Thursday, May 25, 2017

Earning Your Wings



"What's the signal for 'I'm sorry'?"

Agnes (Carol Burnett)

I really like Twilight Zone. There aren't many episodes I won't watch. In fact I have seen most of them multiple times.

I like Carol Burnett, too. There aren't many things that she has done in her career that I won't watch.

But you can't combine the two — although the powers that be tried to do that very thing 55 years ago tonight in an episode called "Cavender Is Coming." Such a combination is definitely an acquired taste, much like Richard Nixon's favorite food (cottage cheese with ketchup).

For my money it was the worst of the Twilight Zone episodes. It just wasn't a comedy series — although it did have its amusing moments. "Cavender Is Coming" always struck me as a slapstick kind of episode, not really a typical Twilight Zone episode.

It wasn't an isolated case, either. There were a few other Twilight Zone episodes that were silly and slapstick in nature as well, but "Cavender Is Coming" didn't straddle the line the way the others did. It went well past it.

In my mind, that is probably Twilight Zone's greatest shortcoming. From time to time, Twilight Zone's writers felt compelled to veer into comedy — and always fell flat on their faces in the attempt, too.

Anyway ...

I presume, gentle reader, that you have seen "It's a Wonderful Life," the Christmas classic starring Jimmy Stewart. Well, "Cavender Is Coming" followed a similar premise. An angel named Cavender — played by Jesse White, who was probably better known to people of my generation as the Maytag repairman even though he had a rather extensive career in movies and TV programs before he started making TV commercials — was trying to earn his wings. His assignment was to help a clumsy woman (Burnett) improve her life in 24 hours. The thing was that, while her life wasn't perfect, she wasn't unhappy.

Cavender had had other opportunities to earn his wings, but he had failed to do so, and it was taking longer with him than it had with any other angel. Consequently, failure to achieve this objective would result in demotion.

But a good performance would cause his superiors (one of whom was John Fiedler, who always played mousy parts but nevertheless was in several of the best movies of his time, including "12 Angry Men," "True Grit" and "The Odd Couple") to reconsider his case.

As you can probably imagine, this put Cavender under some pressure. Things weren't helped by Burnett's response, which was (to put it mildly) skeptical.

But he persuaded her that he was the real deal through a few "miracles" that were predicated on the belief that wealth equals happiness. That was an easy assumption to make, given that Burnett was unemployed and behind on her rent when he was given his assignment.

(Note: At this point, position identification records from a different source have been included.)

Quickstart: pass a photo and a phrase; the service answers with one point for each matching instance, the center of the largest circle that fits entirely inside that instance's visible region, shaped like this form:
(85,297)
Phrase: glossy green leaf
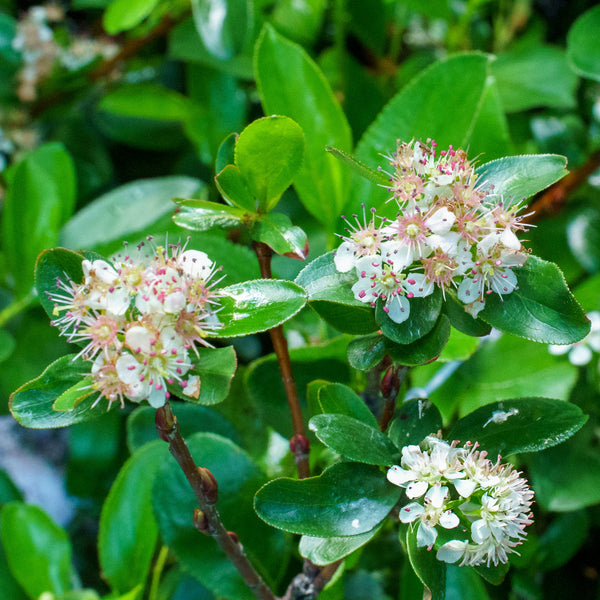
(583,45)
(215,367)
(322,182)
(258,306)
(277,231)
(32,404)
(522,425)
(269,153)
(40,198)
(414,421)
(330,295)
(375,176)
(129,209)
(174,504)
(502,369)
(428,568)
(347,499)
(424,349)
(128,530)
(122,15)
(424,313)
(354,439)
(223,26)
(339,399)
(201,215)
(516,178)
(324,551)
(541,309)
(534,76)
(68,400)
(420,110)
(232,185)
(367,351)
(37,550)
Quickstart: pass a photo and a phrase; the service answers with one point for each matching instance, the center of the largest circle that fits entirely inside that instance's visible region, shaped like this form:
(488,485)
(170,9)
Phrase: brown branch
(552,201)
(206,518)
(299,444)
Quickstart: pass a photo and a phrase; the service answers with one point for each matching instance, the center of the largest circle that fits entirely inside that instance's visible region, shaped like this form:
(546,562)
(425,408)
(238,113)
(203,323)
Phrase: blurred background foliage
(110,108)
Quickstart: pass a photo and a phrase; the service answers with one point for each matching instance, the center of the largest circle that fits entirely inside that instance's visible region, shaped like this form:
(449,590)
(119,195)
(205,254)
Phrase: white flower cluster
(581,353)
(137,317)
(448,232)
(460,488)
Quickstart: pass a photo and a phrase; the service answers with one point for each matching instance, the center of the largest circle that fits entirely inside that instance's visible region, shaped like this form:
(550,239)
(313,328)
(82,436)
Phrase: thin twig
(207,519)
(299,443)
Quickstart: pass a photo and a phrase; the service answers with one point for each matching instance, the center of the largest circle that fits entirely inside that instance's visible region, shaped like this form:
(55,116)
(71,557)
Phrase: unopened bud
(300,447)
(210,487)
(200,521)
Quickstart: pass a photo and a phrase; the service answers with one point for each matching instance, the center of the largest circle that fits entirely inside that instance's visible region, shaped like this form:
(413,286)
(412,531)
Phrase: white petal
(344,258)
(449,520)
(452,551)
(426,535)
(399,308)
(410,512)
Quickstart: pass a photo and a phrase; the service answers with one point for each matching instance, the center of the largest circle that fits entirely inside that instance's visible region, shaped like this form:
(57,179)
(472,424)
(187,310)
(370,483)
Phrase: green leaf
(521,425)
(269,153)
(201,215)
(534,76)
(354,439)
(224,27)
(424,313)
(375,176)
(128,530)
(347,499)
(276,230)
(516,178)
(324,551)
(40,198)
(32,404)
(174,504)
(258,306)
(428,568)
(216,368)
(233,188)
(424,349)
(129,209)
(420,110)
(367,351)
(414,421)
(502,369)
(541,309)
(339,399)
(330,295)
(583,45)
(322,183)
(37,550)
(122,15)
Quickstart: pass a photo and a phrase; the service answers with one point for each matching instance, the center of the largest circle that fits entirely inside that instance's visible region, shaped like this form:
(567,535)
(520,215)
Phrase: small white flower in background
(581,353)
(455,486)
(449,233)
(137,316)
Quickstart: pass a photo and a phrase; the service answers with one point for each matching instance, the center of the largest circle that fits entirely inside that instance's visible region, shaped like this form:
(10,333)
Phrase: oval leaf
(522,425)
(37,550)
(541,309)
(354,439)
(258,306)
(128,530)
(269,153)
(347,499)
(32,404)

Burnett disabused him of that after he had transformed her into a wealthy socialite living in a mansion. He arranged for her to have a big party with lots of debutantes and celebrities — all the things he thought should make her happy.

One of the guests at the party was future Beverly Hillbillies star Donna Douglas, who was making her second appearance on Twilight Zone. She had a bit part as a debutante in this episode; she was the star (although someone else spoke her lines) in "The Eye of the Beholder" in the previous season.

Douglas spoke her own lines in "Cavender Is Coming," but she only had a couple of them.

It is a shame, really, that Twilight Zone made the episode so slapstick because it had a pretty good message about happiness that kind of got lost.

The bewildered and exasperated Cavender, desperate to get his wings, demanded, "Don't you want to be happy?" after Burnett told him she didn't want to live in the mansion and throw parties for debutantes.

"You don't understand me," she replied. "I was happy. I want it the way it was."

Cavender couldn't understand that. "The way it was? Unstable, unresolved and unemployed?"

Burnett smiled and nodded. "Disconnected, discombooberated and behind in my rent. But that's for me."

In other words, the happiest people aren't the richest people. They're just happy with what they have — and that makes them rich, as Cavender conceded near the end of the episode.

"You are the richest woman I know," Cavender told her. "You have an abundance of wealth. And it seems that I've had to travel a very long distance to find out that cash and contentment aren't necessarily synonymous."

That is probably true although it may also be true that, as Mrs. Howell once said on Gilligan's Island, "Whoever says money can't buy happiness doesn't know where to shop."